Keywords: Consensus sequence, Flavitrack, NS2a, PCPMer, West Nile virus

1 Introduction

Flaviviruses (FV) are important human and animal pathogens. They are transmitted mainly by mosquitoes and ticks and can cause various diseases, including encephalitis and hemorrhagic fever [15, 8]. Flaviviruses are single-stranded positive-sense RNA viruses with three structural proteins (C, prM, and E) and several nonstructural proteins (NS1, NS2a, NS2b, NS3, NS4a, 2K, NS4b, and NS5) (Figure 1) [27]. Many, including Yellow Fever (YF), Japanese encephalitis (JBE), and Dengue (DV1 to DV4) are endemic throughout the tropics and subtropical region of the world. In addition, West Nile virus (WN) has recently become disseminated across the continental United States [11, 9]. Although most cases of WN and other FV are relatively mild, the disease can progress to a fatal encephalitis, which, according to statistics from the Center for Disease Control, has taken the lives of more than 1000 individuals in the US since the first infections were detected in 1999 [1]. The rapid spread of the disease, and the high mortality rates for severe infections (ranging from 3-14%), has brought into focus the need to better understand the mechanisms of pathogenesis. The Flavitrack database [2] was constructed to allow statistically valid comparisons and particularly to define sequence features that correlate with disease severity [23]. Better understanding of these features can aid in the design of multivalent vaccines against FV [6, 18, 10].

Figure 1
Flaviviruses are enveloped viruses with a single-stranded, positive-sense RNA genome. The 10.3kb genome is translated as a single polyprotein, which is cleaved into three structural proteins (capsid, membrane and evelope) and several non-structural proteins, ...

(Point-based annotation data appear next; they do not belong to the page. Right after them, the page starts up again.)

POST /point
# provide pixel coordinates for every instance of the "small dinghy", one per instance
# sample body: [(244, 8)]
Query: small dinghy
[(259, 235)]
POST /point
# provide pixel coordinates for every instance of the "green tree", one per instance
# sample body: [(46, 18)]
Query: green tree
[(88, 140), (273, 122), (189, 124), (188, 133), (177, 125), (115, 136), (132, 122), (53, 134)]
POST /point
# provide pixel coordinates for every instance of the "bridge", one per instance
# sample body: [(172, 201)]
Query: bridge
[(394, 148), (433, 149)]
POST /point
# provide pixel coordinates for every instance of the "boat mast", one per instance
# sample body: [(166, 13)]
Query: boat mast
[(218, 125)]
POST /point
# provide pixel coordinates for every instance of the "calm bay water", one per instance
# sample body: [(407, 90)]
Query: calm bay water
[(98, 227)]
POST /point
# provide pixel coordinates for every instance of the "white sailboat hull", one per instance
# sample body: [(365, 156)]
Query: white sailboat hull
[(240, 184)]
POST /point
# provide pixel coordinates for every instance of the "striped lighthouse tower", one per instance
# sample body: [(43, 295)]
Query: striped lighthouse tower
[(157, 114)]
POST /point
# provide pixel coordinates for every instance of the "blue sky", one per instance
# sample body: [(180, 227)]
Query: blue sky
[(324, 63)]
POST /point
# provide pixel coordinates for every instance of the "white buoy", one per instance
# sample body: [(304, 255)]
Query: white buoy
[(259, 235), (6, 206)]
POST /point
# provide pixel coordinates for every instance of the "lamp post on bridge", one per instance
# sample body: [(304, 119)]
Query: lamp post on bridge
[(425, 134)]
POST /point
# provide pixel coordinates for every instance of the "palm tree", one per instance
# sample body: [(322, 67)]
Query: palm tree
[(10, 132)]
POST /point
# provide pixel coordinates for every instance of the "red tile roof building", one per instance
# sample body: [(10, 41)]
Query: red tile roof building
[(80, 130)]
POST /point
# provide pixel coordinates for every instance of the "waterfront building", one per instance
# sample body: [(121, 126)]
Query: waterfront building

Here, we illustrate some of the methods we have developed to use the data in Flavitrack to determine consensus sequences, and generate information that can aid in understanding the effects of known mutants and sequence variants on pathogenesis. The example we chose is the NS2a protein, a small (231 amino acids in Kunjin, a strain of West Nile that is prevalent in Australia) protein that is cleaved from the middle of the virus polyprotein. Although the structure and function is not known, there is evidence that NS2a plays a role in the formation of virus-induced membranes and in preventing the production of interferon after virus infection [21, 17]. Interferons (IFN) are proteins produced soon after virus infection that play a major role in the humoral defense against viral replication. Although several FV non-structural proteins have been implicated in preventing IFN induction, a single point mutation in NS2a restores the IFN response [20]. Several other sequence variants in this protein also attenuate the virus by affecting encapsidation, as well as host cell responses [28, 17]. This protein is thus a candidate to use in design of antiviral drugs. No experimental structure has been determined for NS2a, nor is its function within the virus life cycle known.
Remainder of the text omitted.